W 310XT rozwiązuje problem poprzez złapanie LAP za każdym razem z jednej strony basenu (czyli co 50 metrów). Na międzyczasach mi nie zależy...ale przynajmniej wiem ile zrobiłem
Jeśli jednak ktoś traktuje basen poważnie to jednak akcelerometr jest bardzo istotny 
W 310XT rozwiązuje problem poprzez złapanie LAP za każdym razem z jednej strony basenu (czyli co 50 metrów). Na międzyczasach mi nie zależy...ale przynajmniej wiem ile zrobiłem


-
- Rozgrzewający Się
- Posty: 25
- Rejestracja: 10 gru 2012, 21:23
- Życiówka na 10k: brak
- Życiówka w maratonie: brak
[/quote]Proste, jak budowa cepa ale mi po kilkunastu basenach się to plącze. Wynika to z tego, że skupiam się na poszczególnych elemetach techniki i gdzieś mi to zliczanie wypada z głowy. Automatyczne zliczanie długości jednak się przydaje.[/quote]

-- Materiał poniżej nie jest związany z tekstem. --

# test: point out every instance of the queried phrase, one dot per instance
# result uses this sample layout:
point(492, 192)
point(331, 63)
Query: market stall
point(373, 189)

Oj coś kolega nerwowy ja to tylko chciałem delikatnie zasugerować że bez akcelerometru też sie da
Oj coś kolega nerwowy ja to tylko chciałem delikatnie zasugerować że bez akcelerometru też sie da

-
- Zaprawiony W Bojach
- Posty: 654
- Rejestracja: 23 lis 2012, 18:53
- Życiówka na 10k: 48
- Życiówka w maratonie: 4:50
- Lokalizacja: Piaseczno k/Warszawy
Nerwowy? Musiałem coś przespać. Pewnie, że się da tak, jak mowisz, tylko, że do takiego sposobu to nie jest potrzebny Garmin za kilka stówek tylko stoper za 30 zł.